Review Summary: And So I Watch You, Adebisi Shank.
Distinguishable as one of the leading bands in the modern post-rock scene, And So I Watch You From Afar deliver both alluring atmospheres and crashing tirades of guitars to form simply delicious albums, crammed full of carefully balanced technicality and brutality stamped with their distinct energetic style. The initial tirade withstanding, their self titled debut channelled their ambient influences, whilst the 2011 follow-up Gangs
saw a brasher, denser style characterised by frenetic guitar work. In their quest to produce a poppier, bouncier album, And So I Watch You From Afar have emulated Adebisi Shank’s winsome style - but unfortunately they don’t quite have the boundless vitality to pull it off. What All Hail Bright Futures
ultimately achieves is a blurring of styles between themselves and their contemporaries, and they've come dangerously close to losing their identity in the process.
The problem with criticizing And So I Watch You From Afar is that even though they've almost completely abandoned their signature sound, they've still managed to craft an album full of toe tapping and at times, first pumping melodies. They've largely shelved their successful formula, and yet there are still moments of brilliance scattered throughout which shine and counteract the uninspired. The biggest irritation this raises however is that they’re capable of a much higher level of consistency. Whether it’s the delicate string and trumpet combination on “Trails” which makes up for the cringe-worthy intro to “Ka Ba Ta Bo Da Ka” or the excellent dual guitar work on “Like A Mouse” which counteracts the underwhelming “Eunoia,” they show that their ear for melody hasn't deserted them. The problem is that these moments struggle and compete with inferior moments for your attention, and they often come out second best.

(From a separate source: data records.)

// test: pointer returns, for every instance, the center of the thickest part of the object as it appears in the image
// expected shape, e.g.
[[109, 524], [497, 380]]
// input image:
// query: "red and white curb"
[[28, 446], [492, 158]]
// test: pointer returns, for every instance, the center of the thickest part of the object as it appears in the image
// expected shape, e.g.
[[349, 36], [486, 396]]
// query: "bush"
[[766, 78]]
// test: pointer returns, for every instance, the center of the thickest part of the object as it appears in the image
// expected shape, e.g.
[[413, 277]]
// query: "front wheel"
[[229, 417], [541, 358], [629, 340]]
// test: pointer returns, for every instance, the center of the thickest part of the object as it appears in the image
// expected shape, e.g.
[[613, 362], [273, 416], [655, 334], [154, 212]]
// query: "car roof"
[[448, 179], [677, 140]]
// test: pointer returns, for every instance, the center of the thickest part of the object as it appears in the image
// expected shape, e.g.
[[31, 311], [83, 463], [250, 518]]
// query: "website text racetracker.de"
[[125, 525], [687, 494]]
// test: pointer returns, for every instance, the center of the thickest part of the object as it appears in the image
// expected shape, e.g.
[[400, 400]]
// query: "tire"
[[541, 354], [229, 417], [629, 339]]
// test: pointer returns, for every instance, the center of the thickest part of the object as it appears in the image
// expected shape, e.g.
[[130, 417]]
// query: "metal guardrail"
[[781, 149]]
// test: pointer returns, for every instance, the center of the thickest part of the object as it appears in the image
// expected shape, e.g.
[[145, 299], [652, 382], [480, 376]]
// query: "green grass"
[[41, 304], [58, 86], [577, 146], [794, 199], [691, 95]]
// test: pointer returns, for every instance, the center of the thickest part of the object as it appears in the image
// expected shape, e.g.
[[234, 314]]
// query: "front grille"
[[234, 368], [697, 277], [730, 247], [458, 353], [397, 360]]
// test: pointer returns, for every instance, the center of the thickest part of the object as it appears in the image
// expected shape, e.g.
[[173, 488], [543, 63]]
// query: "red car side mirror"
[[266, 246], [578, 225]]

Considering that the only vocals used on their previous efforts were a “woo” here and a “hey” there, the oft-included, ill-advised contributions on All Hail Bright Futures
unsurprisingly emerge as the greatest drawback. Whether they were added with sing-a-longs and live performances in mind or whether the band is genuinely trying to evolve, they seem incompatible and frankly feel out of place. All Hail Bright Futures
is a surprising misstep from a band that has gone off the beaten track in order to diversify their sound: a detour which has only led to them sounding more like everybody else.